I was attracted to The Death’s Head Chess Club by the blurb on the back. It sounded like an interesting premise: In 1962 Emil Clement comes face to face with Paul Meissner at a chess tournament in Holland. They haven’t seen each other for nearly 20 years. They were both at Auschwitz. Clement was a Jewish inmate, forced to play chess against Nazi guards. Meissner was the SS Officer who forced him to play.
I seem to have read a fair few holocaust novels in recent years. I’m not sure whether there are more around these days or whether I’m just more interested in them, but this sounded like an intriguing new angle.
The book jumps between 1962 and the chess tournament and memories of Auschwitz. As the story unravels, it turns out there is more to Clement and Meissner’s relationship than it would first appear. But can a former Nazi and a former Auschwitz inmate ever become friends?
The book started a bit slowly for my liking and there is a fair amount of detail about chess. It’s not a bad book, but I read it after the sheer brilliance of The Truth About the Harry Quebert Affair and nothing was ever going to come close to that.
The pace picked up as the story moved on and I did start to enjoy it, but it was far from one of my favourite reads of the year.

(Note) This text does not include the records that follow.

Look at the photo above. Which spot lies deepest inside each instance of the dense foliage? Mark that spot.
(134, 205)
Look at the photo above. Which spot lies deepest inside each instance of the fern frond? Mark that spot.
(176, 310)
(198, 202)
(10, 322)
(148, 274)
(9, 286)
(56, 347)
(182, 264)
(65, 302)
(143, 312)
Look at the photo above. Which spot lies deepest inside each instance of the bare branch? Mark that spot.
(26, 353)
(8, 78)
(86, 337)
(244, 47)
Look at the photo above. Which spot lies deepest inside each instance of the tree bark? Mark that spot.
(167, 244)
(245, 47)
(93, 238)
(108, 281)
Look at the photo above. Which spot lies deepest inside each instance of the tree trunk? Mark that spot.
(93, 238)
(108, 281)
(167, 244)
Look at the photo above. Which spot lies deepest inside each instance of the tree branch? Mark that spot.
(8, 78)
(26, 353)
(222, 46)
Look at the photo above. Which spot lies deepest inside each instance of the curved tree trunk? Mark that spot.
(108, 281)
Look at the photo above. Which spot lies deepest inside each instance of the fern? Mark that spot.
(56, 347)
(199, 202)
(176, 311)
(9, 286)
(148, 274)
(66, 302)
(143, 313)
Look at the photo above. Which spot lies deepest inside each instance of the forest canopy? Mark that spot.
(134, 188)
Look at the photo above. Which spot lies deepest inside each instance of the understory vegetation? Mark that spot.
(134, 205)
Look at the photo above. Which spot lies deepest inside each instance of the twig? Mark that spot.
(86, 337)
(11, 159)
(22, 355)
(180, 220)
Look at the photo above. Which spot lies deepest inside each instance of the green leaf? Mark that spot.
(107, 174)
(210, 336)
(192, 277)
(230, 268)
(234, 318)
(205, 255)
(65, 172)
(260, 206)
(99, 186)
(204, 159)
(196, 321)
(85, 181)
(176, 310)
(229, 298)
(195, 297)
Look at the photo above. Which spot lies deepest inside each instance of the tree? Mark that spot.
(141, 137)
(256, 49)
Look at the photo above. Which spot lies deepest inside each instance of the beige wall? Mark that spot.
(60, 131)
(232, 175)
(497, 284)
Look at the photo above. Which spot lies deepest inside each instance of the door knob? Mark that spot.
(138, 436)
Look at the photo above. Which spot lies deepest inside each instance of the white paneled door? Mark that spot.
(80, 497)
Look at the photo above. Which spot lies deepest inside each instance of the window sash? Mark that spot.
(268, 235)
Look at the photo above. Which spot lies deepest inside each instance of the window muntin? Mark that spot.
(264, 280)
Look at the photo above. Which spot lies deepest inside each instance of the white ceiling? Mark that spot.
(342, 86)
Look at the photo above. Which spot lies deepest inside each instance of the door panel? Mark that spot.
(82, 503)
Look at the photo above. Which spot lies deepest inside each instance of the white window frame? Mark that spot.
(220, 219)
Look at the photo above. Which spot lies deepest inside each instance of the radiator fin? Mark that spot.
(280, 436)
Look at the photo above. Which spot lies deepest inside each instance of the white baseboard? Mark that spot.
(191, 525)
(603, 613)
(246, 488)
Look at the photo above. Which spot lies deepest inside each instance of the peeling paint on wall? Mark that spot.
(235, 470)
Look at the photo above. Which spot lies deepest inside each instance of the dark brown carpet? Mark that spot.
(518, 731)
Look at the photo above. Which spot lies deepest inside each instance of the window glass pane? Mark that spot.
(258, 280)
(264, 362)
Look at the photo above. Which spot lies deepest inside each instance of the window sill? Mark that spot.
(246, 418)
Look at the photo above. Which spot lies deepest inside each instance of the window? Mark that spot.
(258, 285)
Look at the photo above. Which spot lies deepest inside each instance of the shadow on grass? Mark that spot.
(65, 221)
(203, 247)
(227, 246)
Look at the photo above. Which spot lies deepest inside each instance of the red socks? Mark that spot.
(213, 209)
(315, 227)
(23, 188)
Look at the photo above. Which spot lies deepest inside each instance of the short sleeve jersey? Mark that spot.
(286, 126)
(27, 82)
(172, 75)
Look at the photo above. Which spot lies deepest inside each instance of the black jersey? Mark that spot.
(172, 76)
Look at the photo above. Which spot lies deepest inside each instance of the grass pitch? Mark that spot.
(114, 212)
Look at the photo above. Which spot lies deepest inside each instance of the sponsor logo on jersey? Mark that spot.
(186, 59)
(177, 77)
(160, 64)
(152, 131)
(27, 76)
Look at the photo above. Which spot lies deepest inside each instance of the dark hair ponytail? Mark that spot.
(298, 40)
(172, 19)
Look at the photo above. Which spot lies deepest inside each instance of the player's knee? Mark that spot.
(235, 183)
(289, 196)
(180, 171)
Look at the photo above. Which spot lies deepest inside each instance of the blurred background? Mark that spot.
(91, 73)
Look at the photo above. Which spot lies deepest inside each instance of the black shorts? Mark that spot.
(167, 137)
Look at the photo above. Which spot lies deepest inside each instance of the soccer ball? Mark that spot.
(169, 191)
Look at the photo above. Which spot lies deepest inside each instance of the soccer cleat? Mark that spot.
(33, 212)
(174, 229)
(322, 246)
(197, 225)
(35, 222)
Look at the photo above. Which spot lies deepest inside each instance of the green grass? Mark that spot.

I’m always attracted to the sight of five stars on a book, but on closer inspection these weren’t from The Times or Heat magazine, they were reader reviews. I’ll admit I felt slightly cheated. Call me sceptical, but you can get all of your mates to write you five star reader reviews. I certainly wouldn’t have given it five stars.
If you like holocaust novels, this would be worth a try, but otherwise I would give it a miss. There are plenty of better books out there. (Did I mention Harry Quebert?!)